WXZY-LP
- Kane, Pennsylvania; United States;
- Frequency: 101.7 MHz

Programming
- Format: Community radio

Ownership
- Owner: Kane Area Radio Association

History
- First air date: August 14, 2014

Technical information
- Licensing authority: FCC
- Facility ID: 193116
- Class: L1
- ERP: 4 watts
- HAAT: 92 meters (302 ft)
- Transmitter coordinates: 41°39′34.62″N 78°48′42.24″W﻿ / ﻿41.6596167°N 78.8117333°W

Links
- Public license information: LMS
- Website: wxzyradio.com

= WXZY-LP =

WXZY-LP (101.7 FM) is a community focused non-profit radio station in Kane, Pennsylvania, licensed by the FCC as a low-power FM (LPFM) and operating as a community radio station with a freeform format. Local coverage includes local events, news, and sports. The station also broadcasts a wide variety of music, with specialty programming every weekend. Weather forecasts are provided by WJET-TV. The station is an affiliate of the weekly syndicated Pink Floyd program "Floydian Slip."

== History ==
This station received its original construction permit from the Federal Communications Commission on January 15, 2014. The new station was assigned the WXZY-LP call sign by the FCC on January 29, 2014. The station received its license to cover from the FCC on August 14, 2014.

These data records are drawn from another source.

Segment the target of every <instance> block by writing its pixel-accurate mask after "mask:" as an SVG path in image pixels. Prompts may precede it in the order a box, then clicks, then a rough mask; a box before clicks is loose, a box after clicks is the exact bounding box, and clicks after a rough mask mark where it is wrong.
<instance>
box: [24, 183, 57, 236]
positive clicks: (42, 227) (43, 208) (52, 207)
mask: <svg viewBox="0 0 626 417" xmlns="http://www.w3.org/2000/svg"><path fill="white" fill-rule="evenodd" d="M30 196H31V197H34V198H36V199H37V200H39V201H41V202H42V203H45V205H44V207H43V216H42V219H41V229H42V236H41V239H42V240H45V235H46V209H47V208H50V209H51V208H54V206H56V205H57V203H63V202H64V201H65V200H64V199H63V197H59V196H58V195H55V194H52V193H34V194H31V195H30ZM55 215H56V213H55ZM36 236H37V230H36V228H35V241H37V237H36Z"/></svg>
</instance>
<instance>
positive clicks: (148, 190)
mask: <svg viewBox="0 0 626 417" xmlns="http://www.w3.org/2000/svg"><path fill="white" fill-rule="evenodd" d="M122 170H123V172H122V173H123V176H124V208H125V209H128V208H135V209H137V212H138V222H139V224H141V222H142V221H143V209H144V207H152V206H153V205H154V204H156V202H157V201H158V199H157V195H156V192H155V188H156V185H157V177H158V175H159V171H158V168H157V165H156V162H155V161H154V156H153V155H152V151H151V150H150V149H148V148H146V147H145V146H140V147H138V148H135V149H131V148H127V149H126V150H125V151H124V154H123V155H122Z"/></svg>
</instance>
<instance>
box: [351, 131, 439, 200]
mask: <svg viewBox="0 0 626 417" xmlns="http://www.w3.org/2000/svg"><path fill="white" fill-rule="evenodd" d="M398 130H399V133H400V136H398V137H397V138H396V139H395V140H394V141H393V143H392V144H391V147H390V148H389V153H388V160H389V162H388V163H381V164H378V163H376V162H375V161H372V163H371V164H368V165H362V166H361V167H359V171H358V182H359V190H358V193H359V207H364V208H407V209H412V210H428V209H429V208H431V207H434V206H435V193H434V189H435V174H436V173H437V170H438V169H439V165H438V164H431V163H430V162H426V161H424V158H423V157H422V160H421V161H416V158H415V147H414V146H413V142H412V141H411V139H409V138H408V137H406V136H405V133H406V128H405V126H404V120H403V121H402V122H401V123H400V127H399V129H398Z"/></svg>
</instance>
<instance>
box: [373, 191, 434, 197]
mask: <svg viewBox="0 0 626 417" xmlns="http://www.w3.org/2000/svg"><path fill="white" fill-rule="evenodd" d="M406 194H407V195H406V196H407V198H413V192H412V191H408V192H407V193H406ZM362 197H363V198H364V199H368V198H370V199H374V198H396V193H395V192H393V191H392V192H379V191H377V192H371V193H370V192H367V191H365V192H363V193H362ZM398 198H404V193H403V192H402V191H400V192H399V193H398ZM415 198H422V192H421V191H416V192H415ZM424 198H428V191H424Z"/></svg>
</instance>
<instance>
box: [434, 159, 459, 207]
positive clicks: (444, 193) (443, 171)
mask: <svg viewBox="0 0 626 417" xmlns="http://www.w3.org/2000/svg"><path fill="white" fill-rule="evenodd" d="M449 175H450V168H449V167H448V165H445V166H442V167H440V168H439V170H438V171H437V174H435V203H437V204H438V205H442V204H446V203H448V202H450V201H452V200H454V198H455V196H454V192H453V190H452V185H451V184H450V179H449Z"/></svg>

WXZY-LP marks the return of FCC-licensed, locally originated radio to Kane after two previous commercial stations no longer broadcast there. AM 960 WQLE (the former WKZA), the first station in Kane, ceased broadcasting in 1992, while what is now WCOP (the former WLMI) moved to another town in the early 2010s. From its inception in 2014 until 2018, WXZY operated out of WLMI's former studios at 97 Fraley Street in Kane. In 2018, WXZY purchased the radio tower directly behind the studio and erected a new building at its base, that would serve as their new studio. Public broadcaster WPSX and religious broadcaster Family Life Network (the latter of which owns WCOP) both have repeaters in the borough that do not originate any programs from Kane.